Raffaello Sanzio (Urbino 1483 – Roma 1520)
La Fornarina, 1520 circa

olio su tavola, cm 87 x 63

La donna raffigurata è, secondo la tradizione, l’amante e musa ispiratrice di Raffaello: Margherita Luti, figlia di un fornaio di Trastevere, da cui il soprannome “Fornarina”. Non si ha notizia di chi fosse il committente dell’opera e ciò potrebbe avvalorare l’ipotesi che Raffaello l’abbia dipinta per sé, negli ultimi anni della sua vita. Che si tratti o meno dell’amante di Raffaello, dietro questo volto imperfetto, dai tratti marcati, si nasconde una rappresentazione di Venere. La posa delle mani, una adagiata nel grembo, l’altra sul seno, segue il modello della “Venere pudica” della statuaria classica: un gesto di pudore che tuttavia orienta lo sguardo dell’osservatore proprio su ciò che si vorrebbe nascondere.
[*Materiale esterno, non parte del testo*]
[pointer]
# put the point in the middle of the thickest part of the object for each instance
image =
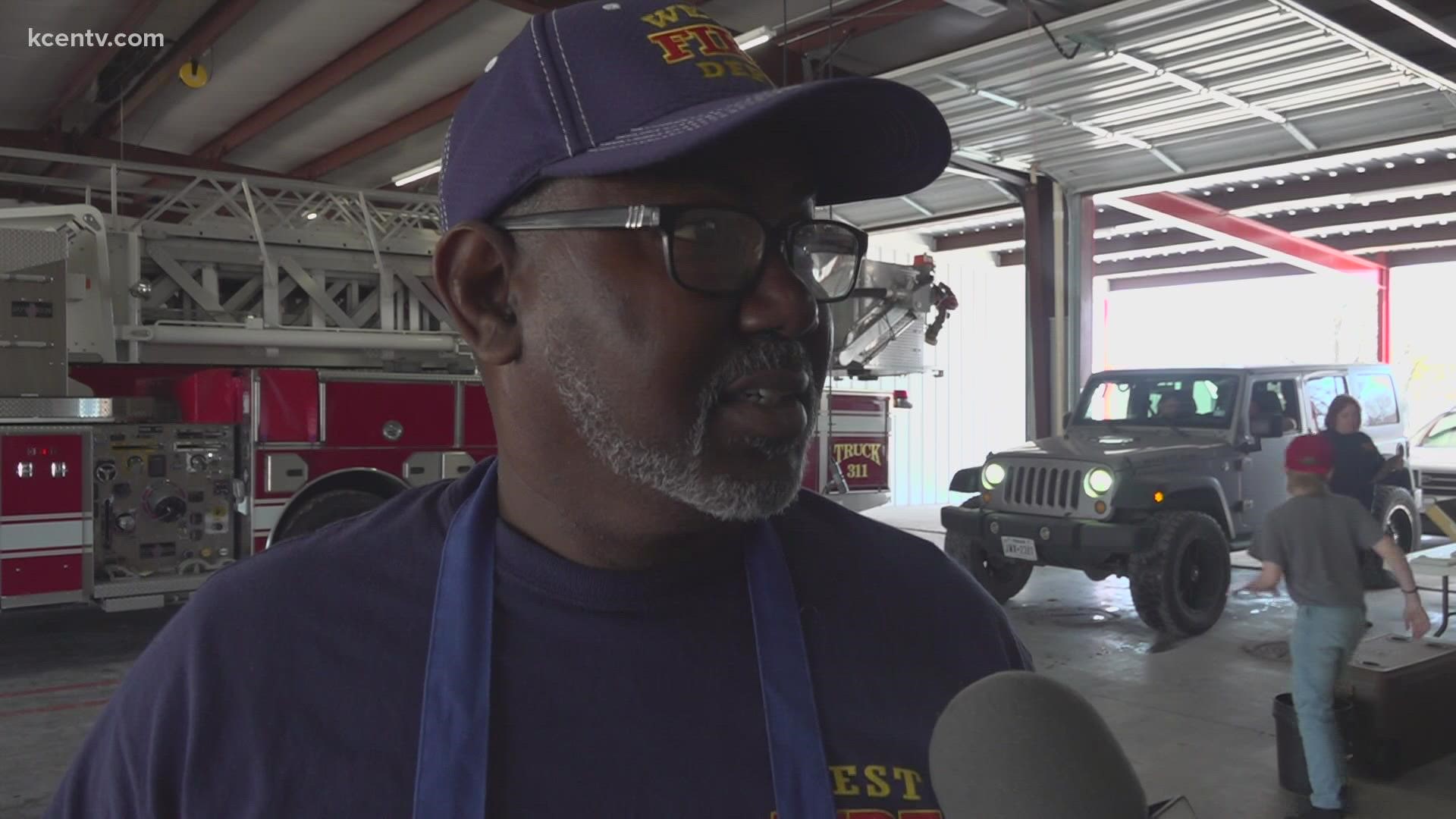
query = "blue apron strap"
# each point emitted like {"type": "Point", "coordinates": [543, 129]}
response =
{"type": "Point", "coordinates": [455, 713]}
{"type": "Point", "coordinates": [795, 746]}
{"type": "Point", "coordinates": [455, 719]}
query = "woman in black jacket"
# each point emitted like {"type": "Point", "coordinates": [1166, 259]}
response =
{"type": "Point", "coordinates": [1359, 466]}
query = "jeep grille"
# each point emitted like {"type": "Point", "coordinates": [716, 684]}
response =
{"type": "Point", "coordinates": [1442, 483]}
{"type": "Point", "coordinates": [1041, 488]}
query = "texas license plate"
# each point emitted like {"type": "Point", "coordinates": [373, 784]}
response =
{"type": "Point", "coordinates": [1019, 548]}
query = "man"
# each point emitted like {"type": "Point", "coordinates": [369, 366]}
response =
{"type": "Point", "coordinates": [632, 611]}
{"type": "Point", "coordinates": [1315, 541]}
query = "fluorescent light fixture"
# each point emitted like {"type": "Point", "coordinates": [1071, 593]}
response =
{"type": "Point", "coordinates": [755, 38]}
{"type": "Point", "coordinates": [417, 174]}
{"type": "Point", "coordinates": [1416, 20]}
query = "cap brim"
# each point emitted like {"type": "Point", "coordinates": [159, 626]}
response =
{"type": "Point", "coordinates": [865, 139]}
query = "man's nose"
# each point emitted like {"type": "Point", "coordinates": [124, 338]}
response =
{"type": "Point", "coordinates": [781, 303]}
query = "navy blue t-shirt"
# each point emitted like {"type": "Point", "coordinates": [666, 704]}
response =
{"type": "Point", "coordinates": [290, 684]}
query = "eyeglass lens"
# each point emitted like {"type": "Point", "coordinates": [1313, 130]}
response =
{"type": "Point", "coordinates": [720, 251]}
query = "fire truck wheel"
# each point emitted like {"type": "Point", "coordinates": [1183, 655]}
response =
{"type": "Point", "coordinates": [1002, 577]}
{"type": "Point", "coordinates": [328, 507]}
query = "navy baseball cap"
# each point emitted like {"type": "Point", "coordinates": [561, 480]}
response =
{"type": "Point", "coordinates": [618, 86]}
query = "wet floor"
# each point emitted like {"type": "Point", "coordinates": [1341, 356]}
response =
{"type": "Point", "coordinates": [1194, 716]}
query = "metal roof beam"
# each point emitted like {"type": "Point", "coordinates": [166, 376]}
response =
{"type": "Point", "coordinates": [981, 238]}
{"type": "Point", "coordinates": [382, 42]}
{"type": "Point", "coordinates": [1095, 130]}
{"type": "Point", "coordinates": [197, 39]}
{"type": "Point", "coordinates": [413, 123]}
{"type": "Point", "coordinates": [111, 149]}
{"type": "Point", "coordinates": [1248, 235]}
{"type": "Point", "coordinates": [89, 69]}
{"type": "Point", "coordinates": [855, 20]}
{"type": "Point", "coordinates": [1200, 89]}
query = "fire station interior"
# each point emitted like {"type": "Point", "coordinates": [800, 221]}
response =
{"type": "Point", "coordinates": [216, 246]}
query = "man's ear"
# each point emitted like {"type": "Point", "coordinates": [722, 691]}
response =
{"type": "Point", "coordinates": [471, 271]}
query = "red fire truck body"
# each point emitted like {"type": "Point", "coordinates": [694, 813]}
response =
{"type": "Point", "coordinates": [139, 453]}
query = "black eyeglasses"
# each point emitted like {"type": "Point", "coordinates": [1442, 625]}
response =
{"type": "Point", "coordinates": [720, 251]}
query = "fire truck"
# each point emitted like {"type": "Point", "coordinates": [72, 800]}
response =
{"type": "Point", "coordinates": [194, 373]}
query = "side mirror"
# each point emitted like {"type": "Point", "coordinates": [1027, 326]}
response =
{"type": "Point", "coordinates": [1267, 426]}
{"type": "Point", "coordinates": [967, 480]}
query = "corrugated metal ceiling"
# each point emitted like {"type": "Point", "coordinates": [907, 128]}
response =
{"type": "Point", "coordinates": [1231, 69]}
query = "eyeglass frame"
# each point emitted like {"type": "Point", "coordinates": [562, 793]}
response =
{"type": "Point", "coordinates": [664, 218]}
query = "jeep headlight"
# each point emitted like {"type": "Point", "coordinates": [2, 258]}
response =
{"type": "Point", "coordinates": [1097, 483]}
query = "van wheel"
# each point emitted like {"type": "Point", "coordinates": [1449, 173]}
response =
{"type": "Point", "coordinates": [1181, 583]}
{"type": "Point", "coordinates": [1395, 510]}
{"type": "Point", "coordinates": [999, 576]}
{"type": "Point", "coordinates": [327, 507]}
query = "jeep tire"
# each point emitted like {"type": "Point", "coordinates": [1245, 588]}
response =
{"type": "Point", "coordinates": [1003, 577]}
{"type": "Point", "coordinates": [1395, 510]}
{"type": "Point", "coordinates": [1181, 582]}
{"type": "Point", "coordinates": [327, 507]}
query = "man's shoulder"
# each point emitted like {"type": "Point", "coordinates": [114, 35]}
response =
{"type": "Point", "coordinates": [854, 545]}
{"type": "Point", "coordinates": [880, 577]}
{"type": "Point", "coordinates": [820, 521]}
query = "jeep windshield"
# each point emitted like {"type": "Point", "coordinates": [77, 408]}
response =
{"type": "Point", "coordinates": [1159, 400]}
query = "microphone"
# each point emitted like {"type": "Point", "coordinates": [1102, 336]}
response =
{"type": "Point", "coordinates": [1018, 745]}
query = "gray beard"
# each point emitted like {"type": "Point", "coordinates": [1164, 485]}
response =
{"type": "Point", "coordinates": [677, 469]}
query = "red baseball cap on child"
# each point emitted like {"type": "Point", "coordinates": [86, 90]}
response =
{"type": "Point", "coordinates": [1310, 453]}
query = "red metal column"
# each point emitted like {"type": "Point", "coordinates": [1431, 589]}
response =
{"type": "Point", "coordinates": [1040, 303]}
{"type": "Point", "coordinates": [1247, 234]}
{"type": "Point", "coordinates": [1383, 311]}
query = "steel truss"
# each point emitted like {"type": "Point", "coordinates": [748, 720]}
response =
{"type": "Point", "coordinates": [256, 264]}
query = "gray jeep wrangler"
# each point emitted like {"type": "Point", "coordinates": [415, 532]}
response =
{"type": "Point", "coordinates": [1158, 477]}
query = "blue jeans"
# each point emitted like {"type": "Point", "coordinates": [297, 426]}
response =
{"type": "Point", "coordinates": [1324, 640]}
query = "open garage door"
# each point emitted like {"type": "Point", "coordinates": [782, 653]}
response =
{"type": "Point", "coordinates": [1423, 343]}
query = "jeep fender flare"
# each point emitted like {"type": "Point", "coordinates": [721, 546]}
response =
{"type": "Point", "coordinates": [1138, 494]}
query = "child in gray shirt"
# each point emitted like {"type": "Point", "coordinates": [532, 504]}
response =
{"type": "Point", "coordinates": [1313, 542]}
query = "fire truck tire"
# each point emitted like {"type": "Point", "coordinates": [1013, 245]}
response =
{"type": "Point", "coordinates": [328, 507]}
{"type": "Point", "coordinates": [1002, 577]}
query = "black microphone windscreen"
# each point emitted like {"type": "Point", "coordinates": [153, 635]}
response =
{"type": "Point", "coordinates": [1018, 745]}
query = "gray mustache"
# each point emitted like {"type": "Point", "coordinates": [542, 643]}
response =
{"type": "Point", "coordinates": [762, 356]}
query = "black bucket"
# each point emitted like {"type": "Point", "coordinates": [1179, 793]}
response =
{"type": "Point", "coordinates": [1293, 774]}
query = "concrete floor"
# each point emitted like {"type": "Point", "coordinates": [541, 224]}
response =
{"type": "Point", "coordinates": [1194, 716]}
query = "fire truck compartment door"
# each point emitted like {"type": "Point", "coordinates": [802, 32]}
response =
{"type": "Point", "coordinates": [284, 472]}
{"type": "Point", "coordinates": [424, 468]}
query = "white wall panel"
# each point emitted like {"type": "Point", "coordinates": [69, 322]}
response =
{"type": "Point", "coordinates": [981, 403]}
{"type": "Point", "coordinates": [1289, 319]}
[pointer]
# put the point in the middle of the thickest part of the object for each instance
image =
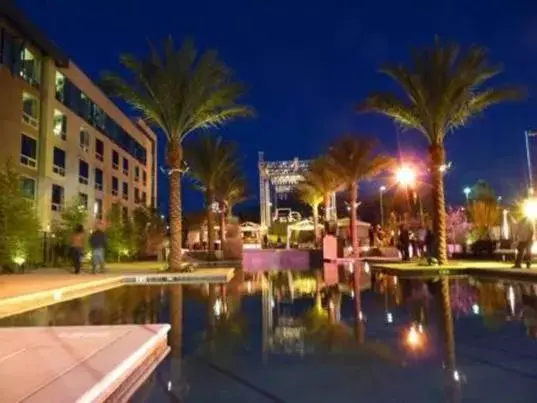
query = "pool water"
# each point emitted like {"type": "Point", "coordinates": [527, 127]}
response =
{"type": "Point", "coordinates": [443, 340]}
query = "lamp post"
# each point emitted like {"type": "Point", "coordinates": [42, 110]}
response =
{"type": "Point", "coordinates": [382, 189]}
{"type": "Point", "coordinates": [466, 192]}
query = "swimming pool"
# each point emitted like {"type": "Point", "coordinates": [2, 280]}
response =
{"type": "Point", "coordinates": [257, 342]}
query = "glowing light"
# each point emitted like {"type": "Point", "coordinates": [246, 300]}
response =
{"type": "Point", "coordinates": [218, 307]}
{"type": "Point", "coordinates": [414, 337]}
{"type": "Point", "coordinates": [405, 176]}
{"type": "Point", "coordinates": [530, 208]}
{"type": "Point", "coordinates": [475, 309]}
{"type": "Point", "coordinates": [511, 298]}
{"type": "Point", "coordinates": [389, 317]}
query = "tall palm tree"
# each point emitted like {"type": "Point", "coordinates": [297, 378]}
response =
{"type": "Point", "coordinates": [322, 176]}
{"type": "Point", "coordinates": [310, 194]}
{"type": "Point", "coordinates": [354, 159]}
{"type": "Point", "coordinates": [210, 160]}
{"type": "Point", "coordinates": [230, 190]}
{"type": "Point", "coordinates": [443, 89]}
{"type": "Point", "coordinates": [179, 92]}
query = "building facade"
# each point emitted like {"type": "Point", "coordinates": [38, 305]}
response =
{"type": "Point", "coordinates": [68, 140]}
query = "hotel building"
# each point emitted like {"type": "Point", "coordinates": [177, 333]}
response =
{"type": "Point", "coordinates": [63, 134]}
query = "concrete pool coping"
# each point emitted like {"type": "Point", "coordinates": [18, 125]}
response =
{"type": "Point", "coordinates": [455, 268]}
{"type": "Point", "coordinates": [21, 293]}
{"type": "Point", "coordinates": [90, 363]}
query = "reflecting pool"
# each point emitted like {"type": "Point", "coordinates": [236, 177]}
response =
{"type": "Point", "coordinates": [279, 338]}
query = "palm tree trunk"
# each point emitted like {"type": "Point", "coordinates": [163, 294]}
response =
{"type": "Point", "coordinates": [315, 209]}
{"type": "Point", "coordinates": [354, 218]}
{"type": "Point", "coordinates": [210, 224]}
{"type": "Point", "coordinates": [437, 154]}
{"type": "Point", "coordinates": [174, 159]}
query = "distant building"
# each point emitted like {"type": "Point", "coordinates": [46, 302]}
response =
{"type": "Point", "coordinates": [65, 136]}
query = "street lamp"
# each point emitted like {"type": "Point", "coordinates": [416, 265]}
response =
{"type": "Point", "coordinates": [466, 192]}
{"type": "Point", "coordinates": [382, 189]}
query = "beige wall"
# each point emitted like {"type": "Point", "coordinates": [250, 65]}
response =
{"type": "Point", "coordinates": [11, 127]}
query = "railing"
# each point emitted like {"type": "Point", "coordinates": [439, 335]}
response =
{"type": "Point", "coordinates": [58, 170]}
{"type": "Point", "coordinates": [28, 161]}
{"type": "Point", "coordinates": [30, 120]}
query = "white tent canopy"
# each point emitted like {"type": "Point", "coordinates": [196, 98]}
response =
{"type": "Point", "coordinates": [304, 225]}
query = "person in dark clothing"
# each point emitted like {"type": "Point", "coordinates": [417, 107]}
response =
{"type": "Point", "coordinates": [77, 247]}
{"type": "Point", "coordinates": [98, 245]}
{"type": "Point", "coordinates": [525, 240]}
{"type": "Point", "coordinates": [404, 242]}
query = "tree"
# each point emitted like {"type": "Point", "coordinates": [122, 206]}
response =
{"type": "Point", "coordinates": [312, 196]}
{"type": "Point", "coordinates": [354, 159]}
{"type": "Point", "coordinates": [210, 161]}
{"type": "Point", "coordinates": [443, 89]}
{"type": "Point", "coordinates": [179, 92]}
{"type": "Point", "coordinates": [322, 177]}
{"type": "Point", "coordinates": [230, 190]}
{"type": "Point", "coordinates": [19, 225]}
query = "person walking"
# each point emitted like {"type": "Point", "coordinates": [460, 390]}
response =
{"type": "Point", "coordinates": [77, 247]}
{"type": "Point", "coordinates": [98, 245]}
{"type": "Point", "coordinates": [525, 240]}
{"type": "Point", "coordinates": [404, 242]}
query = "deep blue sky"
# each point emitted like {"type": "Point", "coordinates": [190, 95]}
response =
{"type": "Point", "coordinates": [307, 64]}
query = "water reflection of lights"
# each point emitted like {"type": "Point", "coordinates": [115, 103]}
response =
{"type": "Point", "coordinates": [511, 298]}
{"type": "Point", "coordinates": [389, 317]}
{"type": "Point", "coordinates": [415, 337]}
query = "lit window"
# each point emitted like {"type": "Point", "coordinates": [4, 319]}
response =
{"type": "Point", "coordinates": [28, 151]}
{"type": "Point", "coordinates": [84, 139]}
{"type": "Point", "coordinates": [60, 87]}
{"type": "Point", "coordinates": [83, 200]}
{"type": "Point", "coordinates": [58, 163]}
{"type": "Point", "coordinates": [125, 166]}
{"type": "Point", "coordinates": [59, 125]}
{"type": "Point", "coordinates": [115, 186]}
{"type": "Point", "coordinates": [115, 159]}
{"type": "Point", "coordinates": [57, 198]}
{"type": "Point", "coordinates": [125, 191]}
{"type": "Point", "coordinates": [99, 185]}
{"type": "Point", "coordinates": [28, 187]}
{"type": "Point", "coordinates": [30, 68]}
{"type": "Point", "coordinates": [30, 110]}
{"type": "Point", "coordinates": [99, 149]}
{"type": "Point", "coordinates": [83, 172]}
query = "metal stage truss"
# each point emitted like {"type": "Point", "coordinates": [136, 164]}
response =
{"type": "Point", "coordinates": [280, 178]}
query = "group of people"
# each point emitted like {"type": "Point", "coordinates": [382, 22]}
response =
{"type": "Point", "coordinates": [97, 242]}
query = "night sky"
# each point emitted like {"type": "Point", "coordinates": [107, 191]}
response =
{"type": "Point", "coordinates": [308, 63]}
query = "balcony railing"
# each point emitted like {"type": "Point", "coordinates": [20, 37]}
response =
{"type": "Point", "coordinates": [28, 161]}
{"type": "Point", "coordinates": [58, 170]}
{"type": "Point", "coordinates": [30, 120]}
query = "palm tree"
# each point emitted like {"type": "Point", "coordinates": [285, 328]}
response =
{"type": "Point", "coordinates": [178, 92]}
{"type": "Point", "coordinates": [354, 159]}
{"type": "Point", "coordinates": [210, 160]}
{"type": "Point", "coordinates": [321, 175]}
{"type": "Point", "coordinates": [309, 194]}
{"type": "Point", "coordinates": [443, 89]}
{"type": "Point", "coordinates": [230, 190]}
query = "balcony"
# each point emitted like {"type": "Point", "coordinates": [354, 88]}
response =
{"type": "Point", "coordinates": [28, 161]}
{"type": "Point", "coordinates": [58, 170]}
{"type": "Point", "coordinates": [30, 120]}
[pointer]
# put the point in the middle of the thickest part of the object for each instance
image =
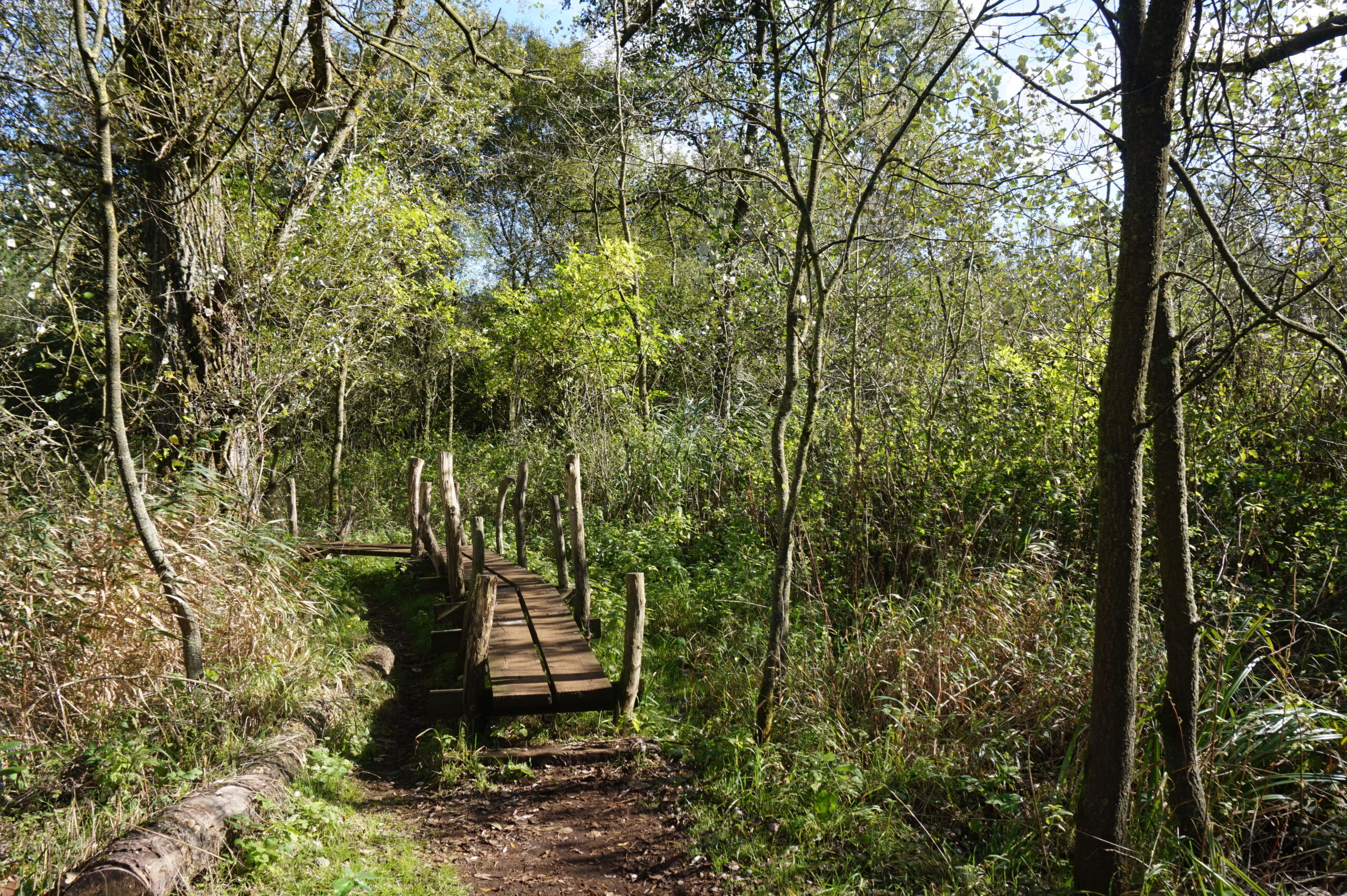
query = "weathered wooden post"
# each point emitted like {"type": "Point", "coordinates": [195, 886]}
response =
{"type": "Point", "coordinates": [293, 499]}
{"type": "Point", "coordinates": [500, 512]}
{"type": "Point", "coordinates": [564, 577]}
{"type": "Point", "coordinates": [453, 538]}
{"type": "Point", "coordinates": [414, 468]}
{"type": "Point", "coordinates": [634, 638]}
{"type": "Point", "coordinates": [581, 596]}
{"type": "Point", "coordinates": [458, 508]}
{"type": "Point", "coordinates": [348, 520]}
{"type": "Point", "coordinates": [477, 635]}
{"type": "Point", "coordinates": [427, 531]}
{"type": "Point", "coordinates": [520, 496]}
{"type": "Point", "coordinates": [479, 549]}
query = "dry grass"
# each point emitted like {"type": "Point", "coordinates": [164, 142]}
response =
{"type": "Point", "coordinates": [96, 719]}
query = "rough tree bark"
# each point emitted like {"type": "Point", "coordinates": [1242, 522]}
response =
{"type": "Point", "coordinates": [1178, 709]}
{"type": "Point", "coordinates": [1151, 46]}
{"type": "Point", "coordinates": [338, 440]}
{"type": "Point", "coordinates": [103, 106]}
{"type": "Point", "coordinates": [182, 228]}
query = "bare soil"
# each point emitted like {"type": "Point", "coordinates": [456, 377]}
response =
{"type": "Point", "coordinates": [593, 830]}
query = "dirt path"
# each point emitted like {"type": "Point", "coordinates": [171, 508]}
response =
{"type": "Point", "coordinates": [596, 830]}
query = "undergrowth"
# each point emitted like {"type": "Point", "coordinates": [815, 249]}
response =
{"type": "Point", "coordinates": [97, 726]}
{"type": "Point", "coordinates": [321, 842]}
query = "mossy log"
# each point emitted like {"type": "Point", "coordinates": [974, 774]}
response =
{"type": "Point", "coordinates": [186, 839]}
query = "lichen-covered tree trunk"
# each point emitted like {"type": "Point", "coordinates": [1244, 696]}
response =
{"type": "Point", "coordinates": [1151, 44]}
{"type": "Point", "coordinates": [184, 219]}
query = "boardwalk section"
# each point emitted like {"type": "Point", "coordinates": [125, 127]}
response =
{"type": "Point", "coordinates": [538, 659]}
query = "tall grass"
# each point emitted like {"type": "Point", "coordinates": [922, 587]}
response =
{"type": "Point", "coordinates": [97, 724]}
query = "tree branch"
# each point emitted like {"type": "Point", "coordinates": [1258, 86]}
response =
{"type": "Point", "coordinates": [1312, 37]}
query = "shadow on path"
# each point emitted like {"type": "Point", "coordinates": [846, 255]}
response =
{"type": "Point", "coordinates": [597, 830]}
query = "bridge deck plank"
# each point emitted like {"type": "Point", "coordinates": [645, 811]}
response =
{"type": "Point", "coordinates": [577, 679]}
{"type": "Point", "coordinates": [519, 682]}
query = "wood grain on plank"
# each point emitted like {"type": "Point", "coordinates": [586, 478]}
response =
{"type": "Point", "coordinates": [518, 677]}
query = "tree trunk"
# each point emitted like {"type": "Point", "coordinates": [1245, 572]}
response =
{"type": "Point", "coordinates": [501, 492]}
{"type": "Point", "coordinates": [580, 561]}
{"type": "Point", "coordinates": [111, 250]}
{"type": "Point", "coordinates": [520, 496]}
{"type": "Point", "coordinates": [338, 440]}
{"type": "Point", "coordinates": [1178, 712]}
{"type": "Point", "coordinates": [184, 223]}
{"type": "Point", "coordinates": [1149, 51]}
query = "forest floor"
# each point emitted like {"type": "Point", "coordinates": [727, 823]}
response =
{"type": "Point", "coordinates": [601, 829]}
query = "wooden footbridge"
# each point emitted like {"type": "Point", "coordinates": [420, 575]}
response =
{"type": "Point", "coordinates": [523, 645]}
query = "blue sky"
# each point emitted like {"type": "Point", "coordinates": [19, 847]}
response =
{"type": "Point", "coordinates": [545, 15]}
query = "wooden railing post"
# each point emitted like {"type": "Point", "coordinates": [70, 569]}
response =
{"type": "Point", "coordinates": [427, 531]}
{"type": "Point", "coordinates": [477, 635]}
{"type": "Point", "coordinates": [414, 468]}
{"type": "Point", "coordinates": [453, 538]}
{"type": "Point", "coordinates": [520, 496]}
{"type": "Point", "coordinates": [293, 500]}
{"type": "Point", "coordinates": [500, 512]}
{"type": "Point", "coordinates": [564, 578]}
{"type": "Point", "coordinates": [574, 498]}
{"type": "Point", "coordinates": [479, 549]}
{"type": "Point", "coordinates": [634, 638]}
{"type": "Point", "coordinates": [348, 520]}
Simboli della dea dell’amore sono anche il bracciale della donna su cui si legge “Raphael Urbinas”, firma dell’autore e pegno di vincolo amoroso, nonché, sullo sfondo, il cespuglio di mirto e il ramo di melo cotogno, simbolo di fertilità. Il quadro apparteneva già ai primi proprietari del palazzo, gli Sforza di Santafiora, e fu uno dei primi ad essere acquistato dai Barberini.